Sunday, January 23, 2011

Showing, Telling, Meaning

Day 349 of the "What are you reading, and why?" project, and I have been reading poetry, revisiting old musicals, and redecorating the tree for Valentine's Day and volleyball. I wish I could hang Donna Vorreyer's beautiful flower on my Valentine tree.

And how 'bout that belly button?

I read Womb/Seed/Fruit too quickly, and too spottily, like the flower, when it first arrived, because I had recently encountered Donna's poems-in-process in the blogosphere and wanted to know her story. So now I've read it again, more slowly.

If you are a poet yourself, she is providing poetry prompts in her new blog, Put Words Together. Make Meaning. 

And that's something that happens consistently in this chapbook! She puts words together to make meaning, not just for show! That is, she is able to balance telling with showing, and the book has a narrative arc predicted by its title and organization into 3 sections: Womb, Seed, Fruit.

We hear the story of a womb that will not function as hoped, in poems with such titles as "Diagnosis," "Empty Handed," Misconception," and "Barren Avenue." Even the titles tell you what you need to know, and the poems give you the images and feeling and hard thoughts to go with this difficult tale.

And then the beginnings of change and possibility in the Seed section, which ends in this insight, gleaned from travel to the ocean, the fondling of a shell:

...Perhaps this is
all it takes to understand the nature of things,

how they are reborn in different light,
how something stirs in the deep fissures
of the heart, seeps through, overflows.

And then there is Fruit!  Poems of the son, of the mother, of empathy with other mothers. Womb, seed, fruit, and that marvelous flower on the cover.

The tropical flower might remind you of South Pacific, but last night I watched The Music Man, and enjoyed its special magic. The "think system" allows the blue-sky salesman's flim-flam plan...ah, with the help of real love, to bear fruit!  And fancy red uniforms!

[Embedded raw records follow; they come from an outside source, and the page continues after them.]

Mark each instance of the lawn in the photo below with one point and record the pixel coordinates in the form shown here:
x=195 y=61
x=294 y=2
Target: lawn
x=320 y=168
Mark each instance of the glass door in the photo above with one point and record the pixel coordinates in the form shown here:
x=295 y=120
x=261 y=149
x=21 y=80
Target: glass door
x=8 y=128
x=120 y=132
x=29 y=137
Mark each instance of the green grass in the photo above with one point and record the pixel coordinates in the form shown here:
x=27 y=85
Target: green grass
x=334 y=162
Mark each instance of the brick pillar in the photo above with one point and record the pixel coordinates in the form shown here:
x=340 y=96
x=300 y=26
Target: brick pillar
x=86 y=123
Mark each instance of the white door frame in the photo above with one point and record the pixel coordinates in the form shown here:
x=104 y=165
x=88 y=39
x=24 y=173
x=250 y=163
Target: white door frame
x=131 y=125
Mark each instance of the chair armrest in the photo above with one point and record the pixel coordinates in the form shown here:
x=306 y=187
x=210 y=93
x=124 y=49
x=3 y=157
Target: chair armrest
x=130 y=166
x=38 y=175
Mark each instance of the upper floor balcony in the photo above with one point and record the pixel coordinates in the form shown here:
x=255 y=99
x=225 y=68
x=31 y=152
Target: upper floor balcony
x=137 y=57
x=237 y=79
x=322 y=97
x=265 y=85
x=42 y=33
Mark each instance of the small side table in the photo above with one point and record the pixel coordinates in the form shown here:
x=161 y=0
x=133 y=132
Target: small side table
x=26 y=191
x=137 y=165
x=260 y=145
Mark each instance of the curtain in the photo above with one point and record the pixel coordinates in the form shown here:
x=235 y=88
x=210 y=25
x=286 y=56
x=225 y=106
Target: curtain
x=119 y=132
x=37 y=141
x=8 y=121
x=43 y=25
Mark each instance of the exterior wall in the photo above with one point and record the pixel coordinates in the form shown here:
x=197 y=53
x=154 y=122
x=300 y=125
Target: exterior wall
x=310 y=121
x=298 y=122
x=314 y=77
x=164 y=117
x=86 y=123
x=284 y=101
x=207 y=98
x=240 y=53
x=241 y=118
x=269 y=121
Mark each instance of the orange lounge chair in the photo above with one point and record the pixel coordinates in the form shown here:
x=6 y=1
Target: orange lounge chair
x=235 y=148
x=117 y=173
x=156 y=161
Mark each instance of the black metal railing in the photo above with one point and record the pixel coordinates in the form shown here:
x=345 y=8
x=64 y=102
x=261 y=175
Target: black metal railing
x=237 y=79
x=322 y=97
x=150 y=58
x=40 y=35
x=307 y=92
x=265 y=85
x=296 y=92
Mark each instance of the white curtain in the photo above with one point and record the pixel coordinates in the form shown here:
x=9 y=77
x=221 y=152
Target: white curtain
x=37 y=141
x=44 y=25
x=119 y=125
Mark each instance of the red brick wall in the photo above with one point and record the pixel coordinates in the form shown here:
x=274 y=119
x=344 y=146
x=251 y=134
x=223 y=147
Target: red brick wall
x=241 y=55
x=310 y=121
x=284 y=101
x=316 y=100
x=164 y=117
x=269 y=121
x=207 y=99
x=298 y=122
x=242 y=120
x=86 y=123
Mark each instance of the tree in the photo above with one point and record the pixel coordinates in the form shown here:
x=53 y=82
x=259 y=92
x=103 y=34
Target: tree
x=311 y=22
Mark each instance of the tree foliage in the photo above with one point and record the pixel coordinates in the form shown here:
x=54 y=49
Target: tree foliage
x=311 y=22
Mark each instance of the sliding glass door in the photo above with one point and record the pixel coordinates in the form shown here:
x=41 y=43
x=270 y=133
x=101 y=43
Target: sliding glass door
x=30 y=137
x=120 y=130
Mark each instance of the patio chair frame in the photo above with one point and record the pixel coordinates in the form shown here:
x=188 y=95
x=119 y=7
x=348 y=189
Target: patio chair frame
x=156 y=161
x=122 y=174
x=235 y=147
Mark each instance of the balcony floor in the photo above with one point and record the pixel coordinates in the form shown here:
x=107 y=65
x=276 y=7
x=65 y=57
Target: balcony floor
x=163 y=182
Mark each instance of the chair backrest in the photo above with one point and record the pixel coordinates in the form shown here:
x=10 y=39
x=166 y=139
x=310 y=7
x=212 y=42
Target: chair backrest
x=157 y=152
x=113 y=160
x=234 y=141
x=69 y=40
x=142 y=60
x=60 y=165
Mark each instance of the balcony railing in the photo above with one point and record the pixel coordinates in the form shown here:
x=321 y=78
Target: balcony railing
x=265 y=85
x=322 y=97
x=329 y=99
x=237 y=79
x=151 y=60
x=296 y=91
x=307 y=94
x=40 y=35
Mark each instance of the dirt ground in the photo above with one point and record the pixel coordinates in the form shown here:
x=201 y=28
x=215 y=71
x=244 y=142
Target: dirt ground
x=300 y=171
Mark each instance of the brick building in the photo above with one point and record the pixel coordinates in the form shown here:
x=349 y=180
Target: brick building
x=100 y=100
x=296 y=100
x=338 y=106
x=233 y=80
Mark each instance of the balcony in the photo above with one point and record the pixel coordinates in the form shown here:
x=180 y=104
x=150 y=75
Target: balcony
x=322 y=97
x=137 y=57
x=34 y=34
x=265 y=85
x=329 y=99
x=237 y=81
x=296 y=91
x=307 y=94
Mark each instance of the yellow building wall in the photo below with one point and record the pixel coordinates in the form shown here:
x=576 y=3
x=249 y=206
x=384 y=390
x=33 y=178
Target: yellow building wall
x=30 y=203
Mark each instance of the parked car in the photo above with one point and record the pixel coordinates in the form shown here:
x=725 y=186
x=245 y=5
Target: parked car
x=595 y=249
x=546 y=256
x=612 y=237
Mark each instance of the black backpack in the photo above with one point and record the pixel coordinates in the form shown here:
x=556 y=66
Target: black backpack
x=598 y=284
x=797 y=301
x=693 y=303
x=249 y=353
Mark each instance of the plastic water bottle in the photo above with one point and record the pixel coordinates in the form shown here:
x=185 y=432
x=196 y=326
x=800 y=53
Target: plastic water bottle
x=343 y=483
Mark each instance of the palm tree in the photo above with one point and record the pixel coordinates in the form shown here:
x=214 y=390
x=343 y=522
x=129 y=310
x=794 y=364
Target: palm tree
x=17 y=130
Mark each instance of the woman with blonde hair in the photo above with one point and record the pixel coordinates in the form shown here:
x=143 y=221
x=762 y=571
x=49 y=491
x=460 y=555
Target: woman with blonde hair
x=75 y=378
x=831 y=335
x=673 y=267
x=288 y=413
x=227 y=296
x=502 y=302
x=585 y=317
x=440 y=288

Meredith Willson, who wrote the book--which I just happen to have, in a Fireside Theatre Book Club edition, with pictures of Robert Preston and Barbara Cook as Professor Harold Hill and Marian the Librarian--does a brilliant job of showing and telling in that opening song with salesmen on the train. Their voices speed up as the train gets going, building in urgency and speed as they tell how this fake professor is ruining the reputation of other traveling salesmen, and then slow down again, and hiss like steam, as the train comes to a halt. And off jumps Harold Hill!

And, speaking of travel, check out Donna Vorreyer's poem "Navigation" in the new issue of The Literary Bohemian, an online journal dedicated to travel!

8 comments:

Kathleen said...

This, of course, is a picture from the film. Robert Preston is still Harold Hill, but Shirley Jones is Marian Paroo.

Anonymous said...

awesome!
i'm always looking for new bits to help me
with my poems ;-)
thanks.

Collagemama said...

When the man dances, certainly boys, what else? The piper pays him.
Yes sir, yes sir, yes sir.

Brilliant.

Maureen said...

Thank you for the links, which I visited. I'm going to share them.

That cover photo is stunning. I'll look forward to reading the poems.

seana graham said...

For some reason, singing 76 Trombones in my grandmother's kitchen is one of my earliest memories. It was years before I saw the movie, though.

My college roommate could recite all of We've got trouble in River City, and did. More than once.

Loved your description of the opening of the musical. I've been reading Stephen Sondheim's Finishing the Hat on the process of writing lyrics for musicals, and the craft involved in all of it is quite extraordinary.

I'll pass on the poem starter link to someone I think will be interested...Thanks.

Anonymous said...

I posted earlier, but looks like it didn't "take." Thanks so much for your kind words - I can't take any credit for the flower or the belly button - those are the artwork of Tim Venchus and a lovely young model. And I love being in a post with Harold Hill -one of the first musicals I loved was Music Man, and I spent hours trying to memorize "Trouble" as a kid.

You are always so supportive! XOXO

Sandy Longhorn said...

Love The Music Man...a real Iowa treasure.

Thanks for the tip on Womb, Seed, Fruit. I'm adding it to the list.

Kathleen said...

I hope to read Finishing the Hat, too!